Женщина-шут всплеснула руками и хотела уже что-то сказать, но не успела, потому что настоящий Господин Радио продолжил:
– Нет, не смейтесь надо мной, я и так понимаю, что я странен. Но что же делать, если мне никак не удается не быть таким странным. Если это совесть, то она мучает меня все сильнее и сильнее. И вот что я, наконец, хочу вам сказать. Вот в чем хочу признаться… Это правда, это не театр, это признание находится в области того, что есть на самом деле! За стенами «Хорина». Так вот, нынешний вечер революционен для меня еще и потому, что я решил в самом прямом и простом смысле хоть как-то загладить свою вину: я решил избавить от себя своих детей – мальчика и девочку. Я денусь куда-нибудь от них. Я избавлю их от себя. Я исчезну из их жизни, начиная с сегодняшнего вечера. Или я приду обратно к ним, но приду лишь в том случае, если хориновская революция добьется успеха и жизнь моя каким-то невероятным образом переменится и станет наполненной блеском. Так я решил. Решение мое окончательно. Победа хориновской революции настроений, или я никогда не вернусь к своим детям!
В этот момент на сцену вышел Глашатай и громким оглушительным голосом произнес:
– Уважаемые участники самодеятельного хора на иностранных языках «Хорин»! Не надо забывать, что нам надо попасть во чрево рыбы. Вот уже объявляют наш рейс! Это рыба! Она заглатывает нас и дальше, там, в ее кишках, всегда влажно и тепло, и, главное, попав в чрево рыбы, никуда из него не деться: два часа замкнуты под замок, проглочены, не переварены, ни мертвы ни живы, замурованы заживо, ни Рига, ни Москва, ни Латвия, ни Россия, пограничье, безвременье, ужас. Пасть не откроется, лучик света не промелькнет… За облаками, высоко, старая рыбина не полетит. Она нырнет в туман, что низко стелется, она, поводя мордой из стороны в сторону, заскользит, заизвивается в черноте омута недалеко от земли, близко к верхушкам деревьев: латвийских деревьев, пограничных деревьев, русских деревьев, подмосковных деревьев, деревьев в окрестностях аэропорта Шереметьево. Над шоссейными дорогами и перелесками, полями и оврагами, огнями ночных деревень и семафорами у одиноких переездов в ночи, над поездами и рыбаками, невидимая, едва слышная, обтекаемая воздушными вихрями помчится рыбина, проглотившая хориновцев, в Москву. Ей надо в Москву. В Москву!.. Пасть она будет держать плотно сжатой, ровно дышать, неся в Москву свой нервный груз. И никуда из нее не выскочишь. Больше часа, всем вместе, в теплых внутренностях… Чрево рыбины!..
– Прекрасно! Прекрасно! – произнес тот матрос, что был постарше. – Вот это, действительно, настоящее замкнутое пространство.
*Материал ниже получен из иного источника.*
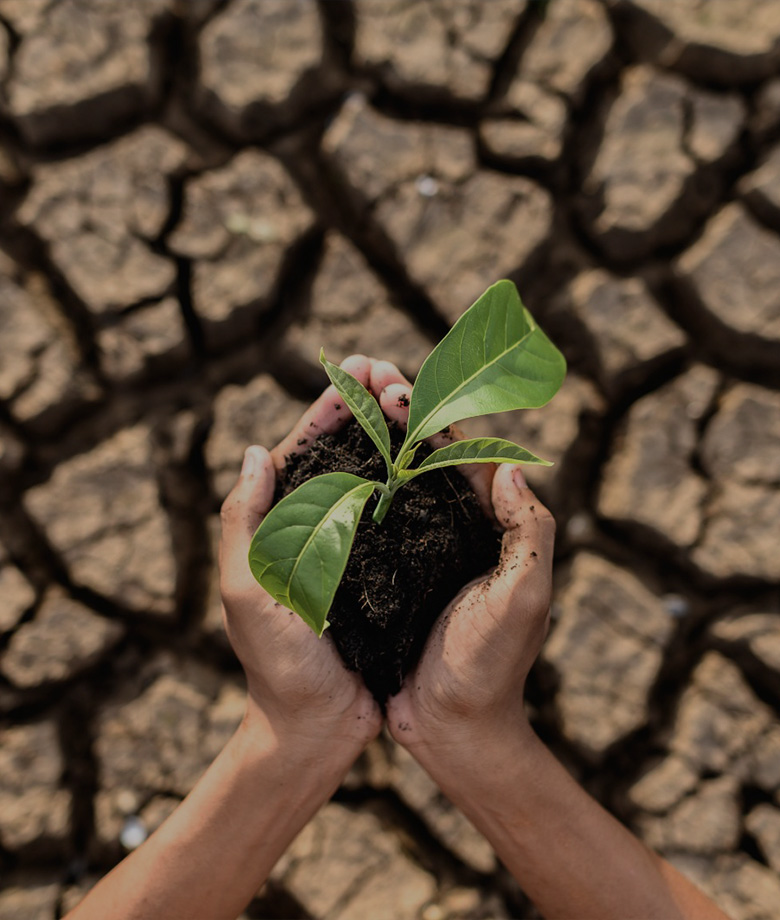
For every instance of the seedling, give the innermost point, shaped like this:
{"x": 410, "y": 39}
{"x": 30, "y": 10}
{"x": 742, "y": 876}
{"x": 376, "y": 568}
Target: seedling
{"x": 495, "y": 358}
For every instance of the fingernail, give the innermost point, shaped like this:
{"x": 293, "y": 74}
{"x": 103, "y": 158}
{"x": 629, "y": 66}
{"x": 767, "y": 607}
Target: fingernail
{"x": 251, "y": 464}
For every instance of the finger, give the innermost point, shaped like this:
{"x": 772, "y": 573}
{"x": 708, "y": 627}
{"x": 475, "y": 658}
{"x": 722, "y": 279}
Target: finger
{"x": 383, "y": 374}
{"x": 325, "y": 415}
{"x": 242, "y": 513}
{"x": 525, "y": 569}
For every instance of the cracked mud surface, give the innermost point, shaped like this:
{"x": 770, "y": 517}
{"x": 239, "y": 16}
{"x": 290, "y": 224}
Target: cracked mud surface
{"x": 194, "y": 196}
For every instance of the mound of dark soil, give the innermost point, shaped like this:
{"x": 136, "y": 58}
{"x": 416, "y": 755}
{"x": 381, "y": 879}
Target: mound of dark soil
{"x": 402, "y": 573}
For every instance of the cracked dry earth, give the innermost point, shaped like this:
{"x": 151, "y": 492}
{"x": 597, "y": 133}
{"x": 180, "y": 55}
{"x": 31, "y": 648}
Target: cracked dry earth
{"x": 194, "y": 196}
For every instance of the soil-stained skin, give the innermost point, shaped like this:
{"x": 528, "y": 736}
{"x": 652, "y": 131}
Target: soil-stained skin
{"x": 194, "y": 198}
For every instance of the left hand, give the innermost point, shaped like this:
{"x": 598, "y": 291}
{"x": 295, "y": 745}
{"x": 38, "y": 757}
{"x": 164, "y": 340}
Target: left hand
{"x": 297, "y": 683}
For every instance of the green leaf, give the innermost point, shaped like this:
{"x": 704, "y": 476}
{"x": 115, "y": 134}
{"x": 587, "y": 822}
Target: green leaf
{"x": 476, "y": 450}
{"x": 300, "y": 551}
{"x": 362, "y": 405}
{"x": 494, "y": 358}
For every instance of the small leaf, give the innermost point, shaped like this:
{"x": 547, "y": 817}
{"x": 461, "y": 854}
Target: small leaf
{"x": 494, "y": 358}
{"x": 300, "y": 550}
{"x": 476, "y": 450}
{"x": 362, "y": 405}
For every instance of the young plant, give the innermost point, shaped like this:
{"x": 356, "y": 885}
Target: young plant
{"x": 494, "y": 358}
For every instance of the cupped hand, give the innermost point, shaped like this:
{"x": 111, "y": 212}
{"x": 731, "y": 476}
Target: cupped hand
{"x": 296, "y": 682}
{"x": 470, "y": 679}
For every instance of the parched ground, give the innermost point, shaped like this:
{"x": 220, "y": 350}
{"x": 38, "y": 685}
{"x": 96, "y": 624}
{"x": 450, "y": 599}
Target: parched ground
{"x": 196, "y": 195}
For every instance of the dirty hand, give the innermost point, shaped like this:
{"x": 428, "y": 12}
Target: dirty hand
{"x": 468, "y": 686}
{"x": 297, "y": 685}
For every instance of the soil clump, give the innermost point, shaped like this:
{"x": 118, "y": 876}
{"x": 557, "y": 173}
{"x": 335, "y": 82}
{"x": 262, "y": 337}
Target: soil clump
{"x": 401, "y": 574}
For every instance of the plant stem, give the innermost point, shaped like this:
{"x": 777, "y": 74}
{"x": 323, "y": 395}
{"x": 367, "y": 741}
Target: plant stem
{"x": 382, "y": 506}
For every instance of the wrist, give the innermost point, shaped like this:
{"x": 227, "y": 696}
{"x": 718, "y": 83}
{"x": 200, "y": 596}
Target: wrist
{"x": 306, "y": 744}
{"x": 473, "y": 760}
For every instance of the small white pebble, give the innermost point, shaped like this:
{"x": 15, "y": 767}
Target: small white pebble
{"x": 580, "y": 527}
{"x": 433, "y": 912}
{"x": 126, "y": 801}
{"x": 133, "y": 833}
{"x": 427, "y": 186}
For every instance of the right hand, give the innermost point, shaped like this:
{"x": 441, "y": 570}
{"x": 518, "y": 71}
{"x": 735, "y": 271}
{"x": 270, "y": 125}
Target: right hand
{"x": 469, "y": 683}
{"x": 470, "y": 680}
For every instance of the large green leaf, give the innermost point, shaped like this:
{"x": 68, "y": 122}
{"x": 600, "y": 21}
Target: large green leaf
{"x": 475, "y": 450}
{"x": 362, "y": 405}
{"x": 300, "y": 550}
{"x": 494, "y": 358}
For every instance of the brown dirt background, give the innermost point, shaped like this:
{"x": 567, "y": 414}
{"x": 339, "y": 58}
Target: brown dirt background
{"x": 194, "y": 196}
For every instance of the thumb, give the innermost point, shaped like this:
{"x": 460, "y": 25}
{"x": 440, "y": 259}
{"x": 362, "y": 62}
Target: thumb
{"x": 511, "y": 496}
{"x": 242, "y": 513}
{"x": 394, "y": 400}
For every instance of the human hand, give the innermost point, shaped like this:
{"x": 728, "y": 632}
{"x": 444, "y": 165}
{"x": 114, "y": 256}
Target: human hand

И никуда из него не выскочишь! Никуда не денешься. Как из внутренностей проглотившего тебя кита.
Появилась самодеятельная артистка, наряженная стюардессой. Правда, в отличие от тех блестящих стюардесс, о которых рассказывал сценический Господин Радио, эта была отнюдь не молодая и отнюдь в ней не было ничего блестящего. Если и было в ней что-то яркое, так это дешевая ярко-красная помада, которой она воспользовалась без всякого вкуса и соблюдения меры.